Um die Abhängigkeit von chemischen Pestiziden zu reduzieren und die Ernährungssicherheit zu gewährleisten, ist es laut europäischer Umweltagentur von entscheidender Bedeutung, den Wandel hin zu alternativen Modellen der Landwirtschaft zu fördern und schnell voranzutreiben. Ökologische Konzepte und Grundsätze sollten verstärkt auf die landwirtschaftliche Produktion angewandt werden, sodass der Einsatz von Pestiziden reduziert werden kann. Weltweit gibt es derzeit bereits verschiedene Landwirtschaftssysteme, welche ohne synthetische Pestizide auskommen, zum Beispiel der biologische, ökologische und biologisch-dynamische Landbau, die Permakultur und der Dynamische Agroforst.

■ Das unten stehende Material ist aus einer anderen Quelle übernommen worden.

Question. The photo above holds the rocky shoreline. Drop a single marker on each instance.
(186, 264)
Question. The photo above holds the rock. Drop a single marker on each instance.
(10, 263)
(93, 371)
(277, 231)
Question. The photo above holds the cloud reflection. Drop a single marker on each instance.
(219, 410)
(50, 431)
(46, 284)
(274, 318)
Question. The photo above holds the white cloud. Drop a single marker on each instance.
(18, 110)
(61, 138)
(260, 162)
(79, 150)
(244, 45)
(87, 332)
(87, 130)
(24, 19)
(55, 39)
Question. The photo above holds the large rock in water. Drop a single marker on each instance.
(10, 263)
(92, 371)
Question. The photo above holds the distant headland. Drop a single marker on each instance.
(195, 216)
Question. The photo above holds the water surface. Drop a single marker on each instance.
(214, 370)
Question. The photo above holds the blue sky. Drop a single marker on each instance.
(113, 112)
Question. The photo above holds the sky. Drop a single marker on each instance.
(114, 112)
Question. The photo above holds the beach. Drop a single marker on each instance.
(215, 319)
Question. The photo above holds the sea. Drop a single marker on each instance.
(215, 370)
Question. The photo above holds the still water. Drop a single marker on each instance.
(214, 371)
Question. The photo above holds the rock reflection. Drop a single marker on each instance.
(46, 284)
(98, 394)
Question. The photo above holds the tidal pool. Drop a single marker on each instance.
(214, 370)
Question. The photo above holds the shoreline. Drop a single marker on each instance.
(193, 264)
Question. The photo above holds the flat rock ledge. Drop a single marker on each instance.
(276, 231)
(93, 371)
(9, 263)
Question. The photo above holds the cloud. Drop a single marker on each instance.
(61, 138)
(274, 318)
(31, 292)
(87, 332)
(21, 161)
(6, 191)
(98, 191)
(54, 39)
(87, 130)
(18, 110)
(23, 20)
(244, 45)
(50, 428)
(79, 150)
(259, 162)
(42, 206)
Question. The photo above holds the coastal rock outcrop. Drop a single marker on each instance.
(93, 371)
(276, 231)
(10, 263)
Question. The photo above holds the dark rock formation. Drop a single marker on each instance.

Zwar erwirtschaftet die biologische Landwirtschaft oftmals geringere Erträge als die konventionelle Landwirtschaft, jedoch ist sie umweltfreundlicher und stellt hochwertigere Lebensmittel her, die frei von Schadstoffen sind. Zudem bietet der Biolandbau mehr Ökosystemdienstleistungen. Der einzige Weg, die Welt nachhaltig zu ernähren, ist laut Handels- und Umweltbericht der Vereinten Nationen daher eine kleinteilige, biologische Landwirtschaft.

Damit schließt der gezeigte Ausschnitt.